Dalam pernikahan, Allah ta’ala telah memberikan sebuah modal sakinah (ketenangan). Maka sepasang suami istri semestinya berusaha agar jangan sampai saling membenci hanya gara-gara adanya sebuah perbedaan sifat antara mereka. Karena jika kita telisik, di sisi lain pasti akan ditemukan banyak sifat yang cocok antar mereka. Jika tidak akan bisa dipastikan mereka berdua tidak akan sampai ke pelaminan. Meski setelah itu memang mengharuskan masing-masing pihak melakukan adaptasi, menyesuaikan dengan karakter kekasihnya. Sebab pernikahan adalah menggabungkan dua jenis insan yang sama sekali berbeda. Bagaimana mengelola modal sakinah dengan kasih sayang, mawaddah dan rahmah sehingga tercipta sebuah rumah tangga yang mampu menjalankan sebuah ibadah kasih sayang terbaik disisi Allah.

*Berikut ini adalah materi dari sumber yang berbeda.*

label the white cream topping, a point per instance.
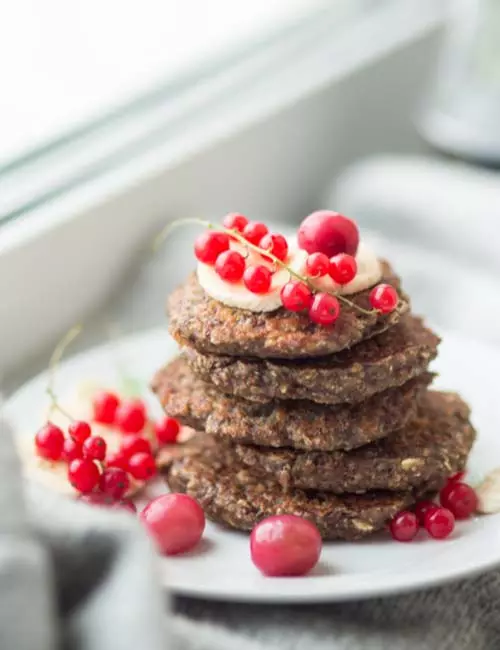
(237, 295)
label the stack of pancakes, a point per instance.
(335, 424)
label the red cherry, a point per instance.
(49, 442)
(83, 474)
(384, 298)
(234, 221)
(328, 232)
(142, 466)
(404, 526)
(175, 521)
(296, 296)
(275, 244)
(71, 450)
(257, 279)
(439, 523)
(285, 545)
(254, 231)
(325, 309)
(117, 459)
(422, 508)
(94, 448)
(343, 268)
(79, 430)
(167, 429)
(105, 501)
(317, 265)
(460, 498)
(114, 482)
(209, 245)
(105, 405)
(230, 266)
(133, 444)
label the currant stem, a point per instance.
(162, 236)
(55, 359)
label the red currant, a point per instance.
(142, 466)
(79, 430)
(254, 231)
(105, 405)
(234, 221)
(117, 459)
(83, 474)
(422, 508)
(296, 296)
(317, 265)
(71, 450)
(230, 266)
(175, 521)
(328, 232)
(257, 279)
(49, 442)
(133, 444)
(209, 245)
(460, 498)
(114, 482)
(94, 448)
(384, 298)
(343, 268)
(167, 429)
(275, 244)
(439, 523)
(285, 545)
(131, 416)
(325, 309)
(404, 526)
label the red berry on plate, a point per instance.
(79, 430)
(49, 442)
(460, 498)
(343, 268)
(422, 508)
(114, 482)
(230, 266)
(142, 466)
(234, 221)
(325, 309)
(105, 405)
(254, 231)
(296, 296)
(439, 523)
(131, 416)
(285, 545)
(275, 244)
(209, 245)
(71, 450)
(328, 232)
(384, 298)
(167, 429)
(317, 265)
(133, 444)
(83, 474)
(94, 448)
(175, 521)
(117, 459)
(404, 526)
(257, 279)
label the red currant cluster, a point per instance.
(95, 471)
(319, 232)
(458, 501)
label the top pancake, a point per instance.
(209, 326)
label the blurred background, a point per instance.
(116, 117)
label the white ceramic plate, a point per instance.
(221, 568)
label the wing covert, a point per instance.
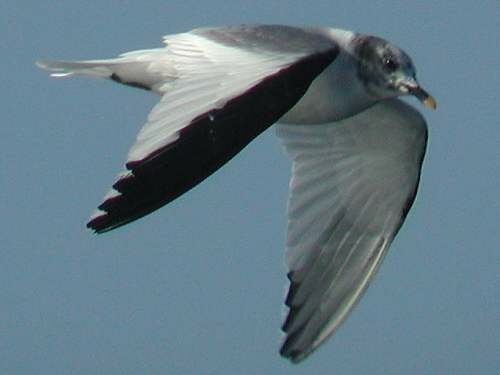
(352, 185)
(221, 99)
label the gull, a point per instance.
(356, 148)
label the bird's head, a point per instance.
(388, 71)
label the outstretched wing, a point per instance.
(352, 185)
(224, 87)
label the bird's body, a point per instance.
(356, 149)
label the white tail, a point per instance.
(146, 69)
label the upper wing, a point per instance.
(226, 86)
(352, 185)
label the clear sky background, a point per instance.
(198, 286)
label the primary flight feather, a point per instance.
(356, 149)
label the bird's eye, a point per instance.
(389, 64)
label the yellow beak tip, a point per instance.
(430, 102)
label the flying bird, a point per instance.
(356, 148)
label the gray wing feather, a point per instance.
(352, 184)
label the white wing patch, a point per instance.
(207, 76)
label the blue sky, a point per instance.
(198, 287)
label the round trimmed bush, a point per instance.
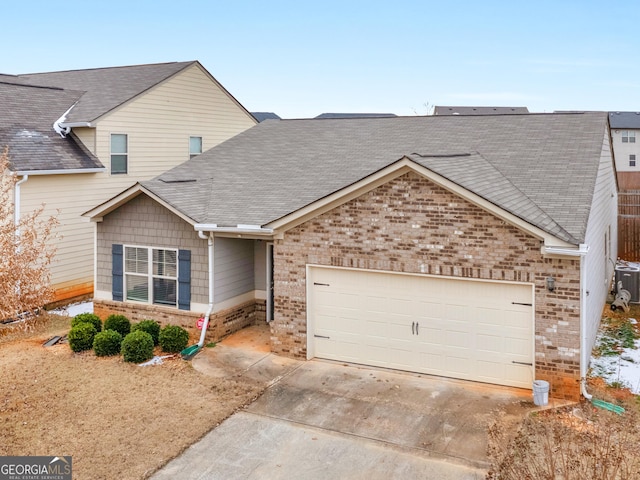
(150, 326)
(107, 343)
(119, 323)
(137, 347)
(91, 318)
(81, 337)
(173, 338)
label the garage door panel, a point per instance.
(457, 328)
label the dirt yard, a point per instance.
(117, 420)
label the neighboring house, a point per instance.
(473, 247)
(445, 110)
(262, 116)
(625, 136)
(76, 138)
(356, 115)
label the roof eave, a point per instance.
(69, 171)
(77, 124)
(98, 213)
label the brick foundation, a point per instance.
(222, 323)
(412, 225)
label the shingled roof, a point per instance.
(541, 168)
(463, 110)
(27, 115)
(105, 88)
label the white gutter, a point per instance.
(210, 249)
(240, 229)
(571, 252)
(58, 125)
(62, 172)
(76, 124)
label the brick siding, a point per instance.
(412, 225)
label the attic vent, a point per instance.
(448, 155)
(177, 180)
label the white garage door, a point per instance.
(466, 329)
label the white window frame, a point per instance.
(191, 152)
(149, 275)
(628, 136)
(125, 154)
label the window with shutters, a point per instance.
(151, 275)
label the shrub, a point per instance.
(137, 347)
(150, 326)
(81, 336)
(173, 338)
(119, 323)
(91, 318)
(107, 343)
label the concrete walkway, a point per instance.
(322, 419)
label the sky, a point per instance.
(303, 58)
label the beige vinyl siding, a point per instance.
(623, 150)
(158, 124)
(234, 268)
(73, 263)
(598, 270)
(87, 136)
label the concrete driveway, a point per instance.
(320, 419)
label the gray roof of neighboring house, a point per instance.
(105, 88)
(446, 110)
(540, 167)
(262, 116)
(624, 119)
(356, 115)
(27, 115)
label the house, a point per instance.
(76, 138)
(474, 247)
(625, 138)
(355, 115)
(446, 110)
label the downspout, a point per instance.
(209, 239)
(582, 251)
(16, 202)
(583, 330)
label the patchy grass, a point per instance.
(571, 443)
(116, 420)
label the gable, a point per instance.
(411, 215)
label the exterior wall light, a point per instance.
(551, 284)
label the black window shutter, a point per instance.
(117, 284)
(184, 279)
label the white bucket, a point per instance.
(540, 392)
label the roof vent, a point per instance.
(446, 155)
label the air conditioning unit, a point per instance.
(629, 275)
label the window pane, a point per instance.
(136, 260)
(118, 143)
(118, 164)
(164, 291)
(137, 288)
(195, 145)
(165, 263)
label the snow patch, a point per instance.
(623, 369)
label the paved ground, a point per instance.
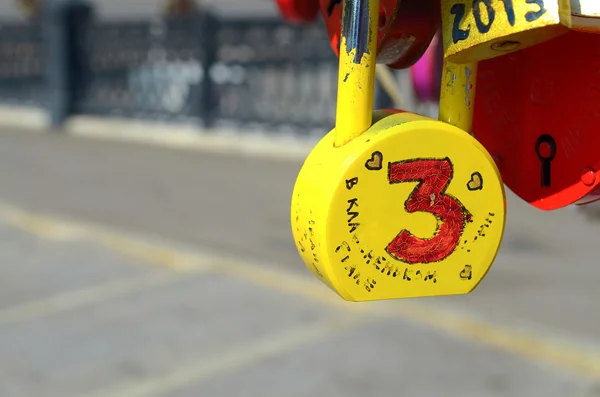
(85, 312)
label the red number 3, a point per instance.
(429, 196)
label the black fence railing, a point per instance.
(194, 69)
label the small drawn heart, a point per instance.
(375, 163)
(466, 273)
(476, 182)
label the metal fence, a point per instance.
(192, 69)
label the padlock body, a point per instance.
(475, 30)
(537, 113)
(412, 207)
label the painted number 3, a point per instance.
(459, 11)
(429, 196)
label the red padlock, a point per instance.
(298, 11)
(406, 27)
(537, 113)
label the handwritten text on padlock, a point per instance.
(484, 25)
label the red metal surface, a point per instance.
(406, 27)
(298, 11)
(537, 113)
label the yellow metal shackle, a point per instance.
(356, 73)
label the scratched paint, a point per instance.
(355, 28)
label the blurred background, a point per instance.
(132, 269)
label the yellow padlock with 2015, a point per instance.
(475, 30)
(392, 204)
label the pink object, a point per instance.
(426, 74)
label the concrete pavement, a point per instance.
(83, 313)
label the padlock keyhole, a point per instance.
(545, 148)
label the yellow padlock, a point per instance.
(475, 30)
(393, 204)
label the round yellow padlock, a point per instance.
(412, 207)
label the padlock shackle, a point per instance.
(356, 72)
(457, 94)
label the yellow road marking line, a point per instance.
(84, 297)
(232, 360)
(577, 360)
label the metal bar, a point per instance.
(457, 96)
(356, 74)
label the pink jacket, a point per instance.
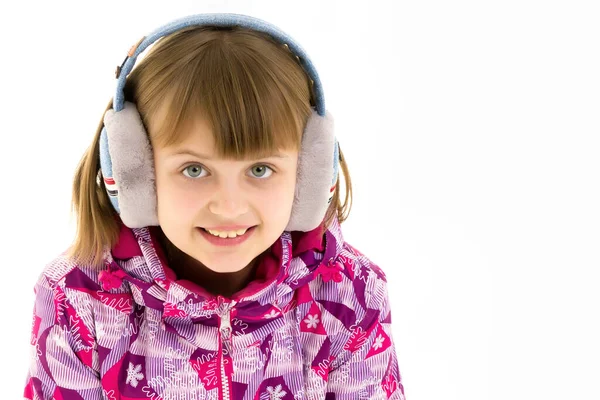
(314, 324)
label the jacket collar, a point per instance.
(293, 261)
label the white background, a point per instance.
(471, 132)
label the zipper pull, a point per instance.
(225, 329)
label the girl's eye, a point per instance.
(194, 170)
(262, 170)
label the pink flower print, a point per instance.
(378, 342)
(172, 310)
(274, 393)
(312, 321)
(274, 313)
(134, 375)
(330, 271)
(109, 280)
(210, 304)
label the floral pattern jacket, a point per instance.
(315, 323)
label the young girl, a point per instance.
(209, 262)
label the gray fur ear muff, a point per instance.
(132, 167)
(127, 161)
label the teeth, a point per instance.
(230, 234)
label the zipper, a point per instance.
(225, 331)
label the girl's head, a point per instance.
(238, 98)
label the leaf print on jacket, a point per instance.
(314, 323)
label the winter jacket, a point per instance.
(315, 323)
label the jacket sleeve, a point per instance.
(60, 364)
(367, 366)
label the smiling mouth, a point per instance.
(247, 230)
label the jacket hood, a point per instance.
(281, 278)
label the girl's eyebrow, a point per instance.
(205, 157)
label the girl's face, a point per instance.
(197, 190)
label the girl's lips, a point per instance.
(219, 241)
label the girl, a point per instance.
(209, 262)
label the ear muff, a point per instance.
(127, 161)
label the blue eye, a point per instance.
(262, 170)
(193, 167)
(194, 171)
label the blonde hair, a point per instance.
(250, 88)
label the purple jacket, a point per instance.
(314, 324)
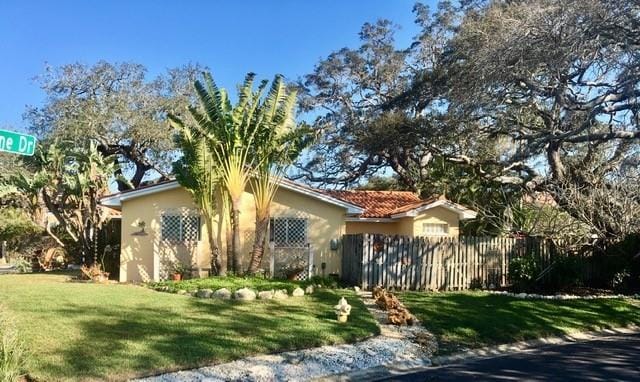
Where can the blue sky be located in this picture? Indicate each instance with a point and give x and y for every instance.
(232, 37)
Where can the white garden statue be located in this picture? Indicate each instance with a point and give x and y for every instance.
(342, 310)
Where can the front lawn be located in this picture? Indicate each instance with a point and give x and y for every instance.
(79, 331)
(470, 320)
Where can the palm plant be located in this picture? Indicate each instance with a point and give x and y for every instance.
(277, 143)
(229, 133)
(198, 174)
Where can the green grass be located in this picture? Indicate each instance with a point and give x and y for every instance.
(79, 331)
(470, 320)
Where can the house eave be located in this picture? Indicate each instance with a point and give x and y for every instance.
(463, 213)
(358, 219)
(115, 200)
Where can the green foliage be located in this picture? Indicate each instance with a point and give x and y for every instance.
(13, 353)
(96, 332)
(228, 144)
(567, 272)
(522, 272)
(22, 265)
(70, 181)
(324, 282)
(232, 283)
(118, 106)
(17, 228)
(471, 320)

Sepasang suami istri pada akhirnya akan menjadi raja dan ratu kelak di surga. Yang pada saat itu, tiada lagi namanya iri dengki, tidak lagi ditemukan ghil antar mereka, yang ada hanyalah kasih sayang. Mereka mendiami rumah yang demikian luas kira-kira 90 km. Mereka juga ditemani oleh 70 bidadari yang siap melayani mereka berdua.

Proses mencari pasangan berbeda dengan mencari duit, melalui tadbir yang Allah tentukan. Seseorang membutuhkan sebuah proses yang perlu diusahakan dalam batas-batas yang telah ditentukan oleh Islam.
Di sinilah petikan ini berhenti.